Here's what you do; On the night before Arafaat, you stuff yourself like a pig. Eat, eat, eat!. Then proceed to have a dance party with your boyfriends and girlfriends until the wee hours of the night, in which you'll eat more, dance more (and even fuck more) until you're utterly tired!. Remember to eat your last bite BEFORE 4:30 AM in the morning to be safe!. As the dawn prayer sounds, bid good day to your dancing, eating and sexual partners and do the prayers. Then, you can sleep all day until sunset; upon sunset, you must break your fast.
"VoilĂ !."
All your sins from last year, and the sins you will do on this year is ABSOLVED!. Remember - this will only work if you fast on Arafaat day.

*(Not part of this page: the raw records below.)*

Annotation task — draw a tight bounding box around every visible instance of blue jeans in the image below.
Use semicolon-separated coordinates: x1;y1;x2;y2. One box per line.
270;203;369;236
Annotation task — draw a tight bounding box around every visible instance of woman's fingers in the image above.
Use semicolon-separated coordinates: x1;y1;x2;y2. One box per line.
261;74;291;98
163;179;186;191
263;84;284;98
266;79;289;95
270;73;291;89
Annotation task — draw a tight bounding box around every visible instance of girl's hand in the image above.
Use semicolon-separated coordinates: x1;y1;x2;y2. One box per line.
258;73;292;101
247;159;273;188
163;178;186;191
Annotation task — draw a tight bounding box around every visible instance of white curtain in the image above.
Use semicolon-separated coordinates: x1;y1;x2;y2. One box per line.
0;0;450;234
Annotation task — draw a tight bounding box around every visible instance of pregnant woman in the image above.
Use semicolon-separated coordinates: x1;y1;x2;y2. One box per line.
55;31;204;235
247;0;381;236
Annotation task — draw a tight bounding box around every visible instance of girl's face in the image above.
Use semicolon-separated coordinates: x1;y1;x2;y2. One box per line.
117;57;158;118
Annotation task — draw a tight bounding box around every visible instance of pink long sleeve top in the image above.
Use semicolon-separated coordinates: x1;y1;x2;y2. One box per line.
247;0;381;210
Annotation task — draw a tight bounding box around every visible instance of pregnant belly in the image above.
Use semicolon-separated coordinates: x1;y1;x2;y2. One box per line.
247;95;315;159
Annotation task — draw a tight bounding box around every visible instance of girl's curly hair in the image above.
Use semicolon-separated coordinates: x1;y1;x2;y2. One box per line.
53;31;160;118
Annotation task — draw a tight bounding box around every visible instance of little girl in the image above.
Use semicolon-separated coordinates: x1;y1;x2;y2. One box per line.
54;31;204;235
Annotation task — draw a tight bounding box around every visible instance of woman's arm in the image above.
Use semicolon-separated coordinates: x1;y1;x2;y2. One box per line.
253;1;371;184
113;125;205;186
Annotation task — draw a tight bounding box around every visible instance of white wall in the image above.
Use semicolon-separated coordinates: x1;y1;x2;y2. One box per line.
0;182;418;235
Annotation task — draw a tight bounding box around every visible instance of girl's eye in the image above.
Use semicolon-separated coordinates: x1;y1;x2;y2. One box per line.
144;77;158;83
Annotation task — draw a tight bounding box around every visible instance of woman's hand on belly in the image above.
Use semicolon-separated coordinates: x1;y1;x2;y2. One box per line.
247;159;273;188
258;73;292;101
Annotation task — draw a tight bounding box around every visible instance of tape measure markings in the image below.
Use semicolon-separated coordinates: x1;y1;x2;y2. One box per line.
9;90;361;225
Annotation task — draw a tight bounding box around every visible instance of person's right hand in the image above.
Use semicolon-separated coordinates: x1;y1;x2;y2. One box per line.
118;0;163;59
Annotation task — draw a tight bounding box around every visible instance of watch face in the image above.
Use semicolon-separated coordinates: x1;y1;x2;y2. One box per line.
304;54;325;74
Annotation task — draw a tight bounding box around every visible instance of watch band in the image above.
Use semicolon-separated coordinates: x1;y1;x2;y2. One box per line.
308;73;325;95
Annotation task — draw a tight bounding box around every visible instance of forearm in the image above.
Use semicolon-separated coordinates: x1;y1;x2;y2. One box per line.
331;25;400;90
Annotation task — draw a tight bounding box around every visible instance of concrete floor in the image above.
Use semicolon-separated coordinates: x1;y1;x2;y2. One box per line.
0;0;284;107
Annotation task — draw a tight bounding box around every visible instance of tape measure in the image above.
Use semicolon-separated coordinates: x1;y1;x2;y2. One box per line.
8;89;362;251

If you miss this day, you're SCREWED!. Now you can mimic our cultural masters and go around looting, killing, raping and overall being a classic Arab douchebag!. Heck, you can stick your hand into a camel's butthole and all your Arab friends will consider you a gifted mechanic! And don't worry if a patriot decides to end your sinful life - you'll be brought straight to heaven, where you can engage in every filthy desert arab's wet dreams for ever!. Milk, honey, gold, more bling and always-virgin bitches galore!. As a special bonus, Allah will be poking his gigantic jew nose at you from the sky as clearly as the full moon on a clear night!.
So.... I bid all my dear readers a happy Eid. Sin all you want; it'll be absolved next year - just DON'T mess up the dates and you'll be fine.
PS: Attention, any Christians reading my blog: I used an audio source to write my Latin - I'm sorry if I fouled it up anywhere. Thanks.